Ahad 21 Jun 2015 00:38 WIB

11 Rahasia Sukses Novel “Ayat-Ayat Cinta”, Sarat Pesan (bagian 2)

 Penulis, Habiburrahman El Shirazy saat membacakan salah satu penggalan pada bedah buku Api Tauhid di Islamic Book Fair, Landmark, Kota Bandung, Sabtu (6/6).  (foto : Septianjar Muharam)
Penulis, Habiburrahman El Shirazy saat membacakan salah satu penggalan pada bedah buku Api Tauhid di Islamic Book Fair, Landmark, Kota Bandung, Sabtu (6/6). (foto : Septianjar Muharam)

REPUBLIKA.CO.ID, JAKARTA -- Setidaknya  ada 11 rahasia mengapa novel “Ayat-Ayat Cinta” (AAC)  yang ditulis oleh Habiburrahman El-Shirazy dan diterbitkan oleh Republika Penerbit  sejak lebih 10 tahun silam menjadi salah satu buku terlaris.Hingga kini novel yang ditulis oleh alumnus Al-Azhar University Kairo, Mesir itu masih terus diburu orang.
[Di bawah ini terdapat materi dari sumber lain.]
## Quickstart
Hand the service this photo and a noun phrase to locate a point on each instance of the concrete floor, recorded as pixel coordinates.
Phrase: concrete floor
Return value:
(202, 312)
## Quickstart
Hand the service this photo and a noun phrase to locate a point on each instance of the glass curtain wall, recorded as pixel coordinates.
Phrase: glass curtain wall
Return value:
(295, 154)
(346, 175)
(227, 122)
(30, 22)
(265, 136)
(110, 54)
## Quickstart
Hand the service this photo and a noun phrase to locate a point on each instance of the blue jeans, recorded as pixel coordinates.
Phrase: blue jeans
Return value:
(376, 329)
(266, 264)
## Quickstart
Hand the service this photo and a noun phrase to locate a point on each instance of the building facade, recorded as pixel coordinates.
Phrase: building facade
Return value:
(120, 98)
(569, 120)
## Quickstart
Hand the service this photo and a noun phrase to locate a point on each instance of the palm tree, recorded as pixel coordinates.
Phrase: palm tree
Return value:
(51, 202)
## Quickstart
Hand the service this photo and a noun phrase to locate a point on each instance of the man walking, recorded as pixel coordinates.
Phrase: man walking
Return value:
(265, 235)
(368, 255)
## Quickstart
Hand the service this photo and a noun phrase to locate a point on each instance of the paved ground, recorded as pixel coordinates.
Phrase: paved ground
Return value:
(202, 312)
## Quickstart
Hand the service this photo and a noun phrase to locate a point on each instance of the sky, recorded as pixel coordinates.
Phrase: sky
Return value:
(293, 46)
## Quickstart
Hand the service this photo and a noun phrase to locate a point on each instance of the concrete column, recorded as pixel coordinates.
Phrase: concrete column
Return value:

Kunci sukses pertama novel AAC adalah orisinalitas. Kedua, detil yang menggoda. Ketiga, konflik yang kuat. Keempat, unsur jenaka yang menghibur.  Kelima, penuh kejutan. Keenam, penyelesaian yang melegakan.

Kunci sukses ketujuh novel AAC  adalah sarat  pesan yang mencerahkan. Misalnya, aaat berbicara dengan Maria, Fahri tidak mau memandangnya. ‘’Memandang perempuan bukan mahram tidak mungkin kulakukan kecuali terpaksa, misalnya ketika berjumpa begitu saja. Atau reflek menengok karena dia memanggil namaku.’’ (hlm 155)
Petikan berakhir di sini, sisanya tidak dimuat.